Falcon Heene, 6, is carried by his father, Richard, as they emerged from the family's Colorado home Thursday. (DAVID ZALUBOWSKI / Associated Press)
The hoax about a boy carried off in a weather balloon shows what happens to some parents when the fame and cash of “reality” TV beckon.
Much of the nation’s attention was riveted last week by news coverage of the flying-saucer- shaped balloon soaring high above the Colorado landscape. The family of Falcon Heene, 6, told authorities the boy might be aboard the wayward aircraft.
National Guard rescue helicopters were scrambled at a cost of thousands of dollars. Denver International Airport was closed briefly. When the balloon was retrieved without the boy, law enforcement officials searched for his body along the flight path, fearing he had fallen out.
As the nation now knows, little Falcon is safe. He was never on the balloon. A local sheriff now says the episode was a publicity stunt, and that parents Richard and Mayumi Heene face felony criminal charges.
The husband and wife had appeared previously on the Wife Swap reality show, and the sheriff said the balloon stunt was concocted to land another reality TV deal. If so, perhaps the couple should ink a deal about real opportunists who go to a real jail.
If the Heenes were trying to exploit their children for financial gain, they will need to answer in court for it. But the sad truth is that their notoriety still could enhance their marketability someday in the increasingly deceptive world of “reality” TV.
These television shows are all the rage because they’re relatively cheap to produce and they feed the public’s illusion that everyone can be a “star.” But audiences need to start asking themselves more often whether they are being hustled, and whether children are being put through an emotional wringer for the sake of ratings.
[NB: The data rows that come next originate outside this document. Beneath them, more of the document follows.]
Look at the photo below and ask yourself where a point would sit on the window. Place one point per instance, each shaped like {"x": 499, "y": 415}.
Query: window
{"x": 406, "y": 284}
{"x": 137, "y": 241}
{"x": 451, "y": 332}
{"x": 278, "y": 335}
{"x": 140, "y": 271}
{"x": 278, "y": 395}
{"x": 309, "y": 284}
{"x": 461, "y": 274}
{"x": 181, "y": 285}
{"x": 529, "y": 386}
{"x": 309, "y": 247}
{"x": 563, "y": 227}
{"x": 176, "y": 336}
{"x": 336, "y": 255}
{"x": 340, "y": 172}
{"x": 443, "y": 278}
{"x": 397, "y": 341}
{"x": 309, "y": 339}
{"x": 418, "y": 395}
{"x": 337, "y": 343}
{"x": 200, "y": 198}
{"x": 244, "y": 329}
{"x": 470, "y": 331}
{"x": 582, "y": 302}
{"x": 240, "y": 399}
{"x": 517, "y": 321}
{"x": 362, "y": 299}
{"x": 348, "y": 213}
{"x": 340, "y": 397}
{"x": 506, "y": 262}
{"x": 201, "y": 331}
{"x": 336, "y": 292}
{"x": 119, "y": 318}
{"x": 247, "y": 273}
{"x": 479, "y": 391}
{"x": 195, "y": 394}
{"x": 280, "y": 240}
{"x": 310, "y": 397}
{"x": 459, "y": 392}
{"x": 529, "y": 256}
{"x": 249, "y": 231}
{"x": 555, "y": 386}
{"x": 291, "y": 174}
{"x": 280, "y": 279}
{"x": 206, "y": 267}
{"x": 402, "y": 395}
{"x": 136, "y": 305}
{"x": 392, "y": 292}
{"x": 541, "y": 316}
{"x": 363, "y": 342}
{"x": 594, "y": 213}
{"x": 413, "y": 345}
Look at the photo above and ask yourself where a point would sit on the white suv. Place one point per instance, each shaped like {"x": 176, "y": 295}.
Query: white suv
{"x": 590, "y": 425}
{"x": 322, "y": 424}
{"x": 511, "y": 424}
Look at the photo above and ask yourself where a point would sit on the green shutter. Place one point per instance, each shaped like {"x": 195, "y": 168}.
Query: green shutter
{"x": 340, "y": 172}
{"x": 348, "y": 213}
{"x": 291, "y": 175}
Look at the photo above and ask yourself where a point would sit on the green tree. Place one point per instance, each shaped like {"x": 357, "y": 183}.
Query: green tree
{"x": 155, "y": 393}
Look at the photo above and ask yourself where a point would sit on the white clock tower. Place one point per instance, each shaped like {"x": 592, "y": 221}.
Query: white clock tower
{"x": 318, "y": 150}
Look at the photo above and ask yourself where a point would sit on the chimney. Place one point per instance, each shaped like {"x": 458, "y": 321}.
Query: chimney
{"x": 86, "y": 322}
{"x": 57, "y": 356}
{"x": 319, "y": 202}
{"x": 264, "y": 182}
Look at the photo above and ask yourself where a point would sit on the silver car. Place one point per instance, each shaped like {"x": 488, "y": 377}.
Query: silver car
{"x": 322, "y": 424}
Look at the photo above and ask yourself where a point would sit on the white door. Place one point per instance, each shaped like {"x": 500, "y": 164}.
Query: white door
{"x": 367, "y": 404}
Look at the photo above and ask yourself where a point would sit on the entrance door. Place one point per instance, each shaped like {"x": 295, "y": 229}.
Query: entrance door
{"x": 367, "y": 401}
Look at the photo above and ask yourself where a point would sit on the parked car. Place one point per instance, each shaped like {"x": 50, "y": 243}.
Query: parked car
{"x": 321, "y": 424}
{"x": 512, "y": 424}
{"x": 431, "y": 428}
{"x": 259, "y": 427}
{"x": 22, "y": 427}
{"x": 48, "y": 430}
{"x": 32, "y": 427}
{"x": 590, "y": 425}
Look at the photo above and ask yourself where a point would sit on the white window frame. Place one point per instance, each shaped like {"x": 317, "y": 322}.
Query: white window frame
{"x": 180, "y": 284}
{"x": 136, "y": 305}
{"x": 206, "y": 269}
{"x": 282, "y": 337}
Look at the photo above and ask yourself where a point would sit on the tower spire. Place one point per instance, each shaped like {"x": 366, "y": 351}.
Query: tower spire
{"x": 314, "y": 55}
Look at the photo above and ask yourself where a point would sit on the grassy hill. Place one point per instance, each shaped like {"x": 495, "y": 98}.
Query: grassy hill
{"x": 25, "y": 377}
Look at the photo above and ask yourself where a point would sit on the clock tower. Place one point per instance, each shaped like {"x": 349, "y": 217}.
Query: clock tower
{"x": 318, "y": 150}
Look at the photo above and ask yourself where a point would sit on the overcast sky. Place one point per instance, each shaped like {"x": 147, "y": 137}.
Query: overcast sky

For example, what is “real” about a show featuring a young couple struggling to raise eight kids in Pennsylvania (Jon & Kate Plus Eight), while they’re being paid $75,000 per episode? But the recent breakup of the self-absorbed parents is all too real.
These shows wouldn’t exist without the audience demand for them. And so a fellow like Richard Heene — storm chaser, nutty professor, and wanna-be TV star — will even risk putting his family through turmoil stressful enough to cause his son to vomit on live television.
Judgment-impaired parents sometimes make the reprehensible decision to exploit their own children for 15 minutes of fame. But the growing reality-TV market bears some responsibility for encouraging them.